Guide to Hell (1999)

If A Paladin in Hell was the crack in the dam, Chris Pramas’ Guide to Hell (1999) was the flood. This sourcebook for second edition D&D (weirdly printed using the generic AD&D trade dress) dispenses with Planescape’s coyness about Hell. Within is an elaborate examination of Hell’s history (or, at least, one version of it), its hierarchy and, at last, details on the Lords of the Nine themselves. This basic format would be used, to varying degrees, at least three more times in sourcebooks dealing with fiends in future editions.

As with A Paladin in Hell, the Guide seems to recognize Hell’s diminished role in D&D and explain it with an elaborate infernal civil war. A meta-plot for Hell (as well as the Abyss and the endless war between the two) had been formulating for years, but Guide to Hell is the first attempt to collect and reconcile all the different takes on D&D’s infernal regions throughout its history.

Thus, we have a narrative justification to remove some of the (admittedly interchangeable) archdevils of 1E (Geryon, Moloch and, to an extent, Belial) and explain why they were replaced.
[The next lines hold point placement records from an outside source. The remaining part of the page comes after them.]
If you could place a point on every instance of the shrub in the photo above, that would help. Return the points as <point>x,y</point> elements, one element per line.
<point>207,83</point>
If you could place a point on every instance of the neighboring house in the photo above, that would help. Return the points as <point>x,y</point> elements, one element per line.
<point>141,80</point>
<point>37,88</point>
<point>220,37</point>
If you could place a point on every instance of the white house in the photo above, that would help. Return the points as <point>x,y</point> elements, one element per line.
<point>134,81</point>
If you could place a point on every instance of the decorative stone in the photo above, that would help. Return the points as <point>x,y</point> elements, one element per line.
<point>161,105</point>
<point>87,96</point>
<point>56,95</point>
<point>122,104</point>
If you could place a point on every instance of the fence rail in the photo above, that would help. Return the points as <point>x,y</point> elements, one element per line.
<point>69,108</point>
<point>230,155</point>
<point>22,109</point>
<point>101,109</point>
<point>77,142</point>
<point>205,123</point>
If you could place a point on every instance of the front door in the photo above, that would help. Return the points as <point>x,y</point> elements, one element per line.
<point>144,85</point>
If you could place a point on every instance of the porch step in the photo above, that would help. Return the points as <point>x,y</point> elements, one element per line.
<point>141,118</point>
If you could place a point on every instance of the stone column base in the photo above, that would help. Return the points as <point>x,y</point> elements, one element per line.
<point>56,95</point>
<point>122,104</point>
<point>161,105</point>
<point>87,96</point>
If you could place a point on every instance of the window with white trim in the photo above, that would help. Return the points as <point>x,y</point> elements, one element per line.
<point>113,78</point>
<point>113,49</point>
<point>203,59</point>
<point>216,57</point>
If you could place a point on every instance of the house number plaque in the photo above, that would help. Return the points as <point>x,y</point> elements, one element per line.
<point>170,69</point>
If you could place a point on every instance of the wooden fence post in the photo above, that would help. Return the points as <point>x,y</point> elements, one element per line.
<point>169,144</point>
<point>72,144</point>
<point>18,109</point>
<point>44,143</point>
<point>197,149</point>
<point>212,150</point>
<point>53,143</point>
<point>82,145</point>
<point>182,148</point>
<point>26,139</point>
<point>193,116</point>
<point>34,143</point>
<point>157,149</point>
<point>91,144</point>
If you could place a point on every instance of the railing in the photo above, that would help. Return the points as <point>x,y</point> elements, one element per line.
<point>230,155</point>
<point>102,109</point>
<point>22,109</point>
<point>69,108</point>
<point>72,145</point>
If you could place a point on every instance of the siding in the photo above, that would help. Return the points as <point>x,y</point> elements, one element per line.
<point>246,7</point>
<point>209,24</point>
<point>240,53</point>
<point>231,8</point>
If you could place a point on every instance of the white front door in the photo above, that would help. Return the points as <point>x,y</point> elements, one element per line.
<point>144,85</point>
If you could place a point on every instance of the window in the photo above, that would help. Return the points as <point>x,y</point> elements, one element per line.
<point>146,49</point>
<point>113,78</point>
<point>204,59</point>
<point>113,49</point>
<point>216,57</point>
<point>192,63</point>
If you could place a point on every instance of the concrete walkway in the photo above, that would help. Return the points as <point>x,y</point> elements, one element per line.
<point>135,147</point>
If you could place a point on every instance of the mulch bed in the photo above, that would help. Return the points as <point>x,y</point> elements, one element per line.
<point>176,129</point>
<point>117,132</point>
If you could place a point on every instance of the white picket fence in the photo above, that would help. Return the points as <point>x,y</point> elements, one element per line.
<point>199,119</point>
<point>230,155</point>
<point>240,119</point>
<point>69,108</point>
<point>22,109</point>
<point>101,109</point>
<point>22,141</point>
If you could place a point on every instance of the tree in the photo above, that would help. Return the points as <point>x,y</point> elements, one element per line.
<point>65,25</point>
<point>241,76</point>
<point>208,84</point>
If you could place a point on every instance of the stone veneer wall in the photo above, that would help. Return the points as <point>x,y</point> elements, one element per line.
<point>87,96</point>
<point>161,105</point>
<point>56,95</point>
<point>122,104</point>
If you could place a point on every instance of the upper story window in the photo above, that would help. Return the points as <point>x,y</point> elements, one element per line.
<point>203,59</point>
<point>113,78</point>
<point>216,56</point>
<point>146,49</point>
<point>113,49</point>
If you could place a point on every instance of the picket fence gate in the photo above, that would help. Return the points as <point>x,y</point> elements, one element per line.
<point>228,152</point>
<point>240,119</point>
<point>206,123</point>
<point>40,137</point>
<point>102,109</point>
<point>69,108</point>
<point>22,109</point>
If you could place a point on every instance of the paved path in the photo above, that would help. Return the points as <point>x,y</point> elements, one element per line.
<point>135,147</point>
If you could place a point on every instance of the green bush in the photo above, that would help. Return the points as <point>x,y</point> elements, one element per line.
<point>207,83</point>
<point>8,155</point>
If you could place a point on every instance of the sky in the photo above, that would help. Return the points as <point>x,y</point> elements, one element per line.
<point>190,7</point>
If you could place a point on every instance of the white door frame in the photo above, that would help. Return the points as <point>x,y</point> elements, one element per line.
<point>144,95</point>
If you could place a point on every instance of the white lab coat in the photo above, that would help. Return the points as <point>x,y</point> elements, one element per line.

Now we have Belial’s daughter running things on the fourth, a prince trapped in ice somehow ruling the fifth and a powerful hag on the sixth. (Colin McComb laid out this new set of nine in Dragon Magazine 223, in 1995, but in that bashful Planescape way that tried to pretend that most of them weren’t the archdevils from 1E).

There is some good material here and Guide makes an admirable attempt to return Hell to something resembling the status quo established by Ed Greenwood in his series of classic articles on the Nine Hells (Dragon 75, 76 and 91). It doesn’t entirely work for me, but I truly love Pramas for trying.